Michael Cragg  

Backstreet Boys: Show ’Em What You’re Made Of review – tears and man-hugs

This surprisingly frank documentary focuses on what happens when an emotionally fractured boyband grows up and deals with its past
  
  

Man-band … the Backstreet Boys
Man-band … the Backstreet Boys star in new biopic Photograph: /PR

Pitched between the managed revelations of Katy Perry’s Part of Me and the extended therapy sessions of Metallica’s Some Kind of Monster, Show ’Em What You’re Made Of charts the Backstreet Boys’ 20-year career, from inauspicious start (awful facial hair, backwards caps, billowing trousers), via their sudden success in Europe (we learn that the one German phrase they learned verbatim was “will you give me a blowjob?”) to globe-straddling, chart-slaying behemoths.
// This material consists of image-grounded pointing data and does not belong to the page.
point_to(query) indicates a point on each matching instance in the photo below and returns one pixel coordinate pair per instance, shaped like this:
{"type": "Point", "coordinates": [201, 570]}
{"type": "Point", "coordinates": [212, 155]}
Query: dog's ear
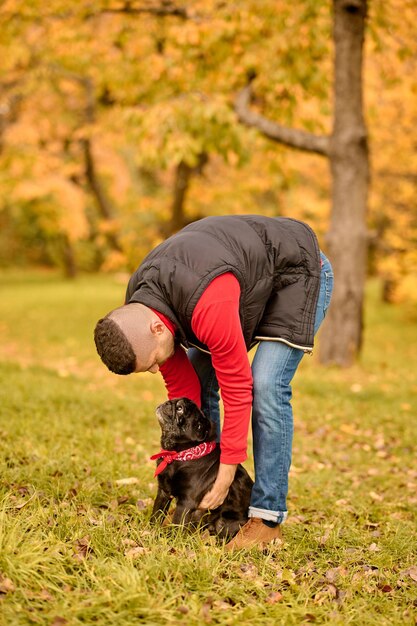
{"type": "Point", "coordinates": [180, 413]}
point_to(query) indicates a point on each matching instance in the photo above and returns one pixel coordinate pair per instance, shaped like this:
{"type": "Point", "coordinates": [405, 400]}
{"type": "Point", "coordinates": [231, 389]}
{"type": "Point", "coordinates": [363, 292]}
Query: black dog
{"type": "Point", "coordinates": [185, 428]}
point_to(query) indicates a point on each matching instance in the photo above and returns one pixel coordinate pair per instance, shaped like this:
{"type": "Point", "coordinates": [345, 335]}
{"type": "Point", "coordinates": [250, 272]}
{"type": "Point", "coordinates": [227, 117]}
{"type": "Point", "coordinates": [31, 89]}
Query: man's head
{"type": "Point", "coordinates": [133, 338]}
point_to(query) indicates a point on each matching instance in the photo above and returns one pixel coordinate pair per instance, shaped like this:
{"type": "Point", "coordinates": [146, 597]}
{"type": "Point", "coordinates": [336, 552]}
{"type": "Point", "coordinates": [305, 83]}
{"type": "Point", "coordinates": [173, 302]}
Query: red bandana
{"type": "Point", "coordinates": [186, 455]}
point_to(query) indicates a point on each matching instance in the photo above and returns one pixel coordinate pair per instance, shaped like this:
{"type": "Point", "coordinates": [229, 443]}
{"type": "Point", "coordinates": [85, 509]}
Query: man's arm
{"type": "Point", "coordinates": [216, 323]}
{"type": "Point", "coordinates": [180, 377]}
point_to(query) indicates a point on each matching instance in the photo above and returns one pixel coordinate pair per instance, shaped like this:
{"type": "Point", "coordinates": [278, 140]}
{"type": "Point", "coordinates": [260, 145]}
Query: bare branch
{"type": "Point", "coordinates": [292, 137]}
{"type": "Point", "coordinates": [163, 10]}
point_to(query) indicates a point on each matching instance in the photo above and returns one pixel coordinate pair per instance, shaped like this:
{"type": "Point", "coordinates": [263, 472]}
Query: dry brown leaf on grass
{"type": "Point", "coordinates": [135, 552]}
{"type": "Point", "coordinates": [131, 480]}
{"type": "Point", "coordinates": [143, 503]}
{"type": "Point", "coordinates": [274, 597]}
{"type": "Point", "coordinates": [411, 572]}
{"type": "Point", "coordinates": [6, 584]}
{"type": "Point", "coordinates": [59, 621]}
{"type": "Point", "coordinates": [82, 548]}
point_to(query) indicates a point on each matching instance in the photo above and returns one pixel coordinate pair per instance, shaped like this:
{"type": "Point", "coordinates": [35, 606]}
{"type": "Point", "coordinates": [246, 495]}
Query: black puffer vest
{"type": "Point", "coordinates": [276, 261]}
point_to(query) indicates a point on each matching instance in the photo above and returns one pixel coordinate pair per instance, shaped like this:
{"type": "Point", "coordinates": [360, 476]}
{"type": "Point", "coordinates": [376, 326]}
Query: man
{"type": "Point", "coordinates": [215, 289]}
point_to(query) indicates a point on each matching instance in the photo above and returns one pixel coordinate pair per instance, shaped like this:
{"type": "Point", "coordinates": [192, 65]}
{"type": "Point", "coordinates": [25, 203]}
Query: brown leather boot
{"type": "Point", "coordinates": [255, 534]}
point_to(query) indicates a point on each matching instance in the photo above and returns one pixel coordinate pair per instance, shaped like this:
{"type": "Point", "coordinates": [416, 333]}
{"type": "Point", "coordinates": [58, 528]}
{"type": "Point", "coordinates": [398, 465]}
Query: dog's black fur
{"type": "Point", "coordinates": [183, 426]}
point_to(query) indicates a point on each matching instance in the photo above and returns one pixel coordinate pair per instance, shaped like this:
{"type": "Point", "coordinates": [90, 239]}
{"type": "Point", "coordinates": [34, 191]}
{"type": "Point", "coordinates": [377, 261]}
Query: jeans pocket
{"type": "Point", "coordinates": [329, 280]}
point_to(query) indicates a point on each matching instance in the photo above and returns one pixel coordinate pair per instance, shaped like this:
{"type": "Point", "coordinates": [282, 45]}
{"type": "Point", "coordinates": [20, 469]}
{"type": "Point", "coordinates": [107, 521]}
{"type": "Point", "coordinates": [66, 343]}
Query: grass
{"type": "Point", "coordinates": [76, 546]}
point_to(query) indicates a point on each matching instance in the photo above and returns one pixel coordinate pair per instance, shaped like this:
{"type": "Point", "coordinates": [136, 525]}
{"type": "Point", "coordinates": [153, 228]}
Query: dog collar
{"type": "Point", "coordinates": [191, 454]}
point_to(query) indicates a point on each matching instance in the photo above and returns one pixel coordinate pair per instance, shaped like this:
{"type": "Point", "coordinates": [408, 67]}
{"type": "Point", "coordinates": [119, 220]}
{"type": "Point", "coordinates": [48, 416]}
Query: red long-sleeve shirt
{"type": "Point", "coordinates": [216, 323]}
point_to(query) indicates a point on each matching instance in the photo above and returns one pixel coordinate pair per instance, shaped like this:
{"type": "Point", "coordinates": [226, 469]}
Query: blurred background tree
{"type": "Point", "coordinates": [117, 126]}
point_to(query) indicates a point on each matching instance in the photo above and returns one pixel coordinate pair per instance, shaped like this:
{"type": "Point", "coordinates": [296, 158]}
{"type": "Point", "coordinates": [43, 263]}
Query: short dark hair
{"type": "Point", "coordinates": [114, 349]}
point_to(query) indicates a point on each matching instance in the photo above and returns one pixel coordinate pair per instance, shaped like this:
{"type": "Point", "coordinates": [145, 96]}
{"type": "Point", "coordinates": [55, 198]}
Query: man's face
{"type": "Point", "coordinates": [157, 356]}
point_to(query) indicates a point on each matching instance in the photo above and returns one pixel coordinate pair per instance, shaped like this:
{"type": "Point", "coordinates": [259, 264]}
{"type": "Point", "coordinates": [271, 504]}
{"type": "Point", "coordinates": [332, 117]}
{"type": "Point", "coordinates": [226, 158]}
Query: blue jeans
{"type": "Point", "coordinates": [273, 369]}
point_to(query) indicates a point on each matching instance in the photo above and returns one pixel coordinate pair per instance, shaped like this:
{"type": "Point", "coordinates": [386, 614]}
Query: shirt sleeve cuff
{"type": "Point", "coordinates": [232, 458]}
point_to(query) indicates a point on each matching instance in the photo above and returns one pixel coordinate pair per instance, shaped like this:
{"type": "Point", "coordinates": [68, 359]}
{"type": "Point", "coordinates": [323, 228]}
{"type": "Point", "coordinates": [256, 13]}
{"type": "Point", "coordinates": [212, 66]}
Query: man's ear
{"type": "Point", "coordinates": [157, 327]}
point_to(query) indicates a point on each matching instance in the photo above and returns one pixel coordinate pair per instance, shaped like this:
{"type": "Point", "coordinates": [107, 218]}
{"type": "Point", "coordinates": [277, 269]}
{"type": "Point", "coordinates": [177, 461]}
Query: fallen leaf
{"type": "Point", "coordinates": [385, 588]}
{"type": "Point", "coordinates": [412, 572]}
{"type": "Point", "coordinates": [375, 496]}
{"type": "Point", "coordinates": [45, 595]}
{"type": "Point", "coordinates": [274, 597]}
{"type": "Point", "coordinates": [6, 585]}
{"type": "Point", "coordinates": [134, 553]}
{"type": "Point", "coordinates": [328, 592]}
{"type": "Point", "coordinates": [334, 573]}
{"type": "Point", "coordinates": [131, 480]}
{"type": "Point", "coordinates": [248, 570]}
{"type": "Point", "coordinates": [143, 504]}
{"type": "Point", "coordinates": [82, 548]}
{"type": "Point", "coordinates": [59, 621]}
{"type": "Point", "coordinates": [324, 538]}
{"type": "Point", "coordinates": [374, 548]}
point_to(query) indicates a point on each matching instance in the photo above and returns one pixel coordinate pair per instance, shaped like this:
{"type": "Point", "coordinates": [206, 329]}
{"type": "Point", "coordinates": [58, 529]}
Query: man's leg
{"type": "Point", "coordinates": [273, 368]}
{"type": "Point", "coordinates": [210, 397]}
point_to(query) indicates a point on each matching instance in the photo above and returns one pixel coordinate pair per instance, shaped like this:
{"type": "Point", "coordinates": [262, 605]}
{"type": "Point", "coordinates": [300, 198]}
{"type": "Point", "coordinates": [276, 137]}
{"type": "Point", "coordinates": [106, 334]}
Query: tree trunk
{"type": "Point", "coordinates": [183, 174]}
{"type": "Point", "coordinates": [182, 180]}
{"type": "Point", "coordinates": [348, 152]}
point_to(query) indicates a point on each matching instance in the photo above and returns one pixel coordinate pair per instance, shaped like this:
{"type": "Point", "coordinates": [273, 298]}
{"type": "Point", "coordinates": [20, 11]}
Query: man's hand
{"type": "Point", "coordinates": [218, 493]}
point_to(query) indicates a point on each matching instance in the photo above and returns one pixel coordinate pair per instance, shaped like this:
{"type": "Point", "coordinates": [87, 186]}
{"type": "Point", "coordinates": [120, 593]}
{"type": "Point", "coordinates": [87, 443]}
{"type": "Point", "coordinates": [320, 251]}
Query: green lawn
{"type": "Point", "coordinates": [75, 544]}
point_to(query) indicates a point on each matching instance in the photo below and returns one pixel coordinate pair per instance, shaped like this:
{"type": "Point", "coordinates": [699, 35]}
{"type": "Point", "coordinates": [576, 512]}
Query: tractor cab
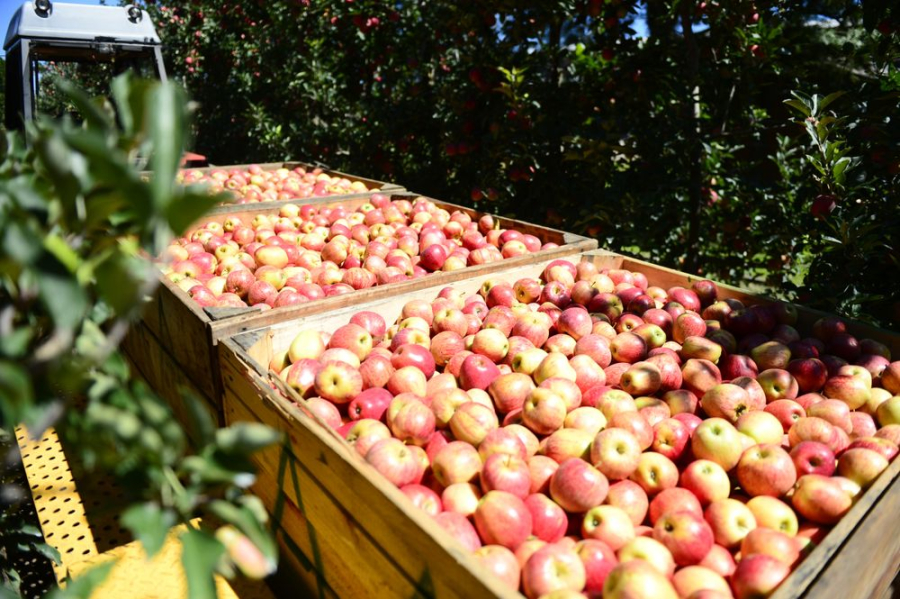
{"type": "Point", "coordinates": [87, 45]}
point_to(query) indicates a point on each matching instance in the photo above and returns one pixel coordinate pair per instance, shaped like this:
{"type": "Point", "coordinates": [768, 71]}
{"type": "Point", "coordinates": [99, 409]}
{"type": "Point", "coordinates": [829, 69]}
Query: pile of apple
{"type": "Point", "coordinates": [305, 253]}
{"type": "Point", "coordinates": [587, 433]}
{"type": "Point", "coordinates": [258, 185]}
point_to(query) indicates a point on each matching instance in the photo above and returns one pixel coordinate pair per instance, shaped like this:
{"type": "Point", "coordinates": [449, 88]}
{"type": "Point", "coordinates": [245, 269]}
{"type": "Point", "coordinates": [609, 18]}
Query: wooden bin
{"type": "Point", "coordinates": [329, 503]}
{"type": "Point", "coordinates": [173, 346]}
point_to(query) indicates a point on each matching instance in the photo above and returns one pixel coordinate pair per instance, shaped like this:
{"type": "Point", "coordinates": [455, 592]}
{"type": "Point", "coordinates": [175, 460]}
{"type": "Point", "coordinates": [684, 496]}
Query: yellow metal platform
{"type": "Point", "coordinates": [80, 521]}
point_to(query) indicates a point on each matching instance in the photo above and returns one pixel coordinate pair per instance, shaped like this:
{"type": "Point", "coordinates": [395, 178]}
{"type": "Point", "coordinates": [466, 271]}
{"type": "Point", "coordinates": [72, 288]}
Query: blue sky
{"type": "Point", "coordinates": [8, 7]}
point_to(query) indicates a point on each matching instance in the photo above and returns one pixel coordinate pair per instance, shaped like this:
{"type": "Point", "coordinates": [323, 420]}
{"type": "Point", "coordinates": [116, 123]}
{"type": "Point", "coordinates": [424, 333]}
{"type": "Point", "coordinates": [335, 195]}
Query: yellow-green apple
{"type": "Point", "coordinates": [758, 575]}
{"type": "Point", "coordinates": [651, 551]}
{"type": "Point", "coordinates": [787, 411]}
{"type": "Point", "coordinates": [774, 514]}
{"type": "Point", "coordinates": [699, 376]}
{"type": "Point", "coordinates": [728, 401]}
{"type": "Point", "coordinates": [567, 443]}
{"type": "Point", "coordinates": [681, 401]}
{"type": "Point", "coordinates": [820, 499]}
{"type": "Point", "coordinates": [504, 441]}
{"type": "Point", "coordinates": [460, 528]}
{"type": "Point", "coordinates": [615, 452]}
{"type": "Point", "coordinates": [609, 524]}
{"type": "Point", "coordinates": [670, 438]}
{"type": "Point", "coordinates": [733, 366]}
{"type": "Point", "coordinates": [462, 498]}
{"type": "Point", "coordinates": [457, 462]}
{"type": "Point", "coordinates": [885, 447]}
{"type": "Point", "coordinates": [730, 520]}
{"type": "Point", "coordinates": [629, 496]}
{"type": "Point", "coordinates": [690, 581]}
{"type": "Point", "coordinates": [363, 434]}
{"type": "Point", "coordinates": [719, 560]}
{"type": "Point", "coordinates": [554, 365]}
{"type": "Point", "coordinates": [553, 568]}
{"type": "Point", "coordinates": [813, 457]}
{"type": "Point", "coordinates": [861, 465]}
{"type": "Point", "coordinates": [549, 521]}
{"type": "Point", "coordinates": [306, 344]}
{"type": "Point", "coordinates": [338, 382]}
{"type": "Point", "coordinates": [771, 542]}
{"type": "Point", "coordinates": [627, 347]}
{"type": "Point", "coordinates": [586, 418]}
{"type": "Point", "coordinates": [642, 378]}
{"type": "Point", "coordinates": [814, 429]}
{"type": "Point", "coordinates": [409, 379]}
{"type": "Point", "coordinates": [500, 561]}
{"type": "Point", "coordinates": [577, 486]}
{"type": "Point", "coordinates": [410, 420]}
{"type": "Point", "coordinates": [717, 440]}
{"type": "Point", "coordinates": [888, 412]}
{"type": "Point", "coordinates": [675, 499]}
{"type": "Point", "coordinates": [686, 535]}
{"type": "Point", "coordinates": [707, 480]}
{"type": "Point", "coordinates": [395, 461]}
{"type": "Point", "coordinates": [502, 519]}
{"type": "Point", "coordinates": [504, 472]}
{"type": "Point", "coordinates": [766, 469]}
{"type": "Point", "coordinates": [598, 559]}
{"type": "Point", "coordinates": [472, 421]}
{"type": "Point", "coordinates": [637, 580]}
{"type": "Point", "coordinates": [700, 348]}
{"type": "Point", "coordinates": [444, 404]}
{"type": "Point", "coordinates": [542, 469]}
{"type": "Point", "coordinates": [544, 411]}
{"type": "Point", "coordinates": [761, 426]}
{"type": "Point", "coordinates": [655, 473]}
{"type": "Point", "coordinates": [778, 383]}
{"type": "Point", "coordinates": [423, 498]}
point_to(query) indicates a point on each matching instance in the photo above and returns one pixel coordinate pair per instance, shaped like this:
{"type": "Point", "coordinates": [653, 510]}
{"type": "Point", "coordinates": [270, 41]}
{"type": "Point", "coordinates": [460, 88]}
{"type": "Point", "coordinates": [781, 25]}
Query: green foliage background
{"type": "Point", "coordinates": [678, 148]}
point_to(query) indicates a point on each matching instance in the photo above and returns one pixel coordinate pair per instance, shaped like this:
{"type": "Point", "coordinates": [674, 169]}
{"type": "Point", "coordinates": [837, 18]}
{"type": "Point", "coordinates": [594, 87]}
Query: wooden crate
{"type": "Point", "coordinates": [173, 346]}
{"type": "Point", "coordinates": [345, 503]}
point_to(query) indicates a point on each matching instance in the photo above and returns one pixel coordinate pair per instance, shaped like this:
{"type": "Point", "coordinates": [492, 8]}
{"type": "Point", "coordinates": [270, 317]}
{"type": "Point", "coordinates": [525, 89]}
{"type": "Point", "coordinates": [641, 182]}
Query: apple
{"type": "Point", "coordinates": [686, 535]}
{"type": "Point", "coordinates": [629, 496]}
{"type": "Point", "coordinates": [758, 575]}
{"type": "Point", "coordinates": [577, 486]}
{"type": "Point", "coordinates": [457, 462]}
{"type": "Point", "coordinates": [609, 524]}
{"type": "Point", "coordinates": [553, 568]}
{"type": "Point", "coordinates": [460, 528]}
{"type": "Point", "coordinates": [637, 579]}
{"type": "Point", "coordinates": [549, 521]}
{"type": "Point", "coordinates": [766, 469]}
{"type": "Point", "coordinates": [820, 499]}
{"type": "Point", "coordinates": [394, 460]}
{"type": "Point", "coordinates": [503, 519]}
{"type": "Point", "coordinates": [730, 520]}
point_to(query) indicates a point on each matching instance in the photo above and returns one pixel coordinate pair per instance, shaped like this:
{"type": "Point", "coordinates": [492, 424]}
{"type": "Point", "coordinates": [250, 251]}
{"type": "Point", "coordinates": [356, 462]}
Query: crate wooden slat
{"type": "Point", "coordinates": [176, 331]}
{"type": "Point", "coordinates": [335, 471]}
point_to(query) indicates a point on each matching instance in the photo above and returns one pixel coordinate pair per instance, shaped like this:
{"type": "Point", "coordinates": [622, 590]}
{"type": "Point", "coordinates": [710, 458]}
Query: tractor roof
{"type": "Point", "coordinates": [75, 22]}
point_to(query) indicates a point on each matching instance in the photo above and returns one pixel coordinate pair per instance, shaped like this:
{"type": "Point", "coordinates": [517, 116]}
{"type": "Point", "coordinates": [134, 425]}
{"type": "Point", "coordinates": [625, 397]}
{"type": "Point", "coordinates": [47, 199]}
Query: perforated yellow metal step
{"type": "Point", "coordinates": [80, 521]}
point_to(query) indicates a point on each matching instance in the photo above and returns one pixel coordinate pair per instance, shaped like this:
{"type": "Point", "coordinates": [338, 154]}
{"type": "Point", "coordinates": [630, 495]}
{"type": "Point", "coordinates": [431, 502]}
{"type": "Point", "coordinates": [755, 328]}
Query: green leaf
{"type": "Point", "coordinates": [149, 524]}
{"type": "Point", "coordinates": [167, 127]}
{"type": "Point", "coordinates": [244, 438]}
{"type": "Point", "coordinates": [84, 586]}
{"type": "Point", "coordinates": [200, 555]}
{"type": "Point", "coordinates": [799, 107]}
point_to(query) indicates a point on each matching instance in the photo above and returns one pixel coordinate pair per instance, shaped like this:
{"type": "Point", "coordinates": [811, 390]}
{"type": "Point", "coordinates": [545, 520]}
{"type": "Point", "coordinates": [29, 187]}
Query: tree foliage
{"type": "Point", "coordinates": [78, 220]}
{"type": "Point", "coordinates": [675, 145]}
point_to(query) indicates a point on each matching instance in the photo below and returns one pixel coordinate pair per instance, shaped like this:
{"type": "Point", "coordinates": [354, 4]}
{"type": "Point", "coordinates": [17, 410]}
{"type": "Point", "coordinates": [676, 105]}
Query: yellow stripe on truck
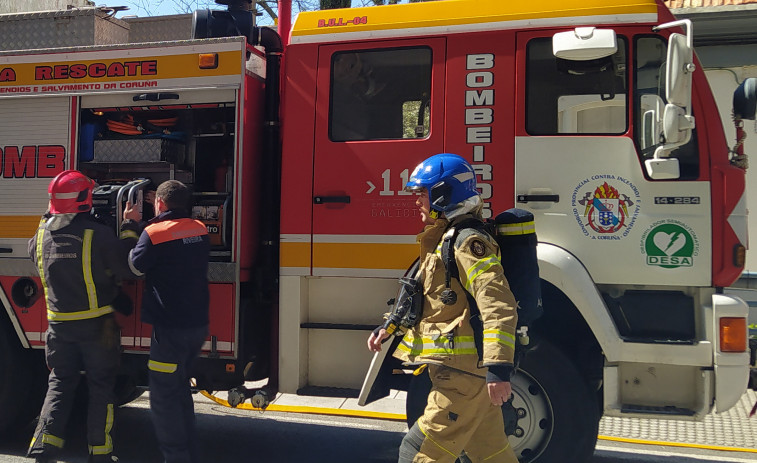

But pop bands aren’t supposed to last, and this surprisingly frank documentary focuses on what happens when an emotionally fractured boy band grows up and deals with its past (answer: lots of crying and man-hugging). Featuring home movies and news clips of their early days juxtaposed with the jowlier, slightly haunted present incarnation, its tale of broken friendships, rickety knees, backstabbing managers and independently funded, acoustic-lead latterday albums should act as a warning to any up-and-coming boyband.